The rest of the homeland security money went toward an alarm system to protect remote tank and pump sites. Because of the region’s hilly terrain, the system didn’t even work.
The Marin County example is not an isolated one. Under the state’s open-records laws, California Watch found scores of instances of wasteful spending, purchasing violations, error-prone accounting, and shoddy oversight at agencies across the state during the years immediately following 9/11.
California Watch, a new unit started by the nonprofit Center for Investigative Reporting, examined thousands of pages of documents from 160 monitoring reports written by state homeland security officials who visited cities and counties across California to inspect equipment and grant records for compliance with federal guidelines.
Among the findings:
- Inspectors identified more than $15 million in questionable costs. The Lincoln Police Department in Placer County spent $47,000 on computer software designed to analyze crime reports so officials could better apply resources but, like Marin County, didn’t use what they bought.

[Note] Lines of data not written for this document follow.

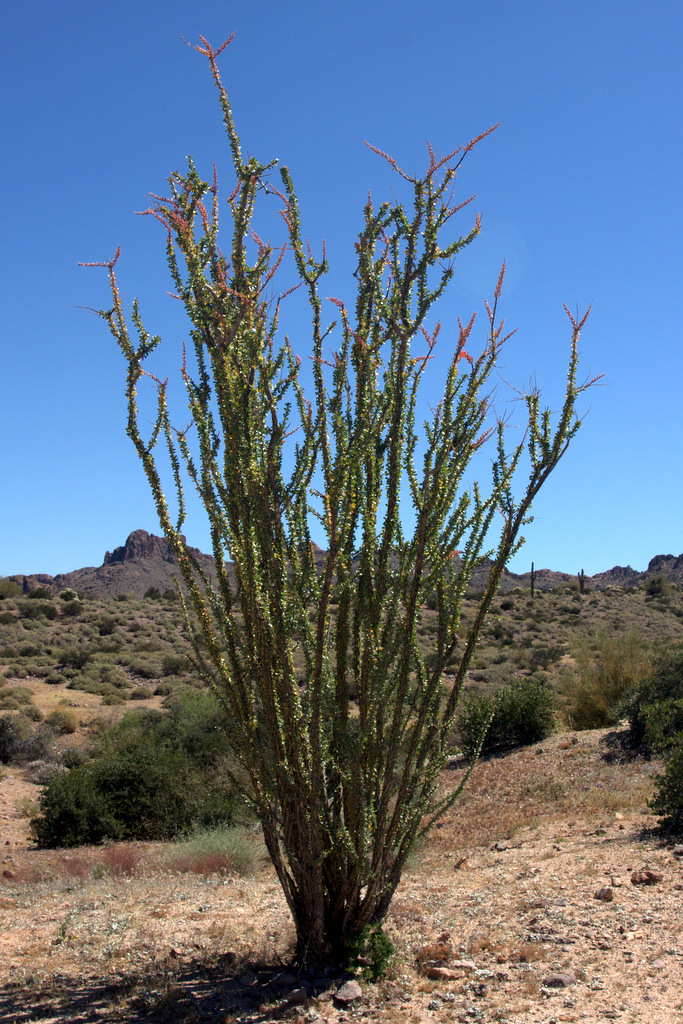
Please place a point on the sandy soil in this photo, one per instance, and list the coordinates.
(544, 920)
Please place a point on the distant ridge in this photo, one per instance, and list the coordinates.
(145, 560)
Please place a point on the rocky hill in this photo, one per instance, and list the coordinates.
(145, 560)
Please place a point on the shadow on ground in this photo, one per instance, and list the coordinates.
(194, 992)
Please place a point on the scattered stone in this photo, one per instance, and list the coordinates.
(559, 979)
(297, 997)
(463, 965)
(646, 878)
(350, 991)
(443, 974)
(285, 979)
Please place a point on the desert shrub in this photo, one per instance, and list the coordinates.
(143, 793)
(145, 666)
(175, 665)
(370, 951)
(654, 707)
(140, 788)
(18, 741)
(30, 650)
(606, 670)
(657, 586)
(12, 697)
(62, 720)
(38, 609)
(139, 693)
(668, 800)
(90, 684)
(55, 679)
(14, 730)
(520, 713)
(73, 657)
(9, 589)
(543, 656)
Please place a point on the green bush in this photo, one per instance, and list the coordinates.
(8, 589)
(14, 730)
(668, 800)
(138, 794)
(30, 650)
(72, 657)
(175, 665)
(520, 713)
(55, 678)
(152, 776)
(37, 609)
(19, 742)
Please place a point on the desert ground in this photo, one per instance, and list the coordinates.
(546, 895)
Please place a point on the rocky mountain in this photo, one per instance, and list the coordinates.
(145, 560)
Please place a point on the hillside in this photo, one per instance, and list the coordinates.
(145, 560)
(497, 920)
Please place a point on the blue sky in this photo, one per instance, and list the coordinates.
(580, 189)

- Cities and agencies bought things with grant money that would not make California a safer place. One county tried to use anti-terrorism funds for a lawnmower but it was blocked at the last minute. Another county succeeded in buying a big-screen television.
- Dozens of cities and agencies failed to keep adequate records on how they spent the money. In some cases, the poor record keeping resulted in thousands of dollars worth of overpayments to local agencies. In other cases, agencies were unable to find where they stored their own equipment.
- Communities repeatedly bought large and small-ticket items without seeking competitive bids. Federal procurement rules designed to protect the taxpayer weren’t used on millions of dollars in new communications systems, night-vision goggles, and bomb-disposal robots.
The chaos that surrounded homeland security spending in California raises new questions about safeguards as Washington proceeds to directly hand the state and those same communities an estimated $465.2 million in economic stimulus funds for public safety programs as part of President Obama’s attempt to save the nation’s beleaguered economy.
Like homeland security grants, lawmakers and the president want the recovery package to be spent as quickly as possible.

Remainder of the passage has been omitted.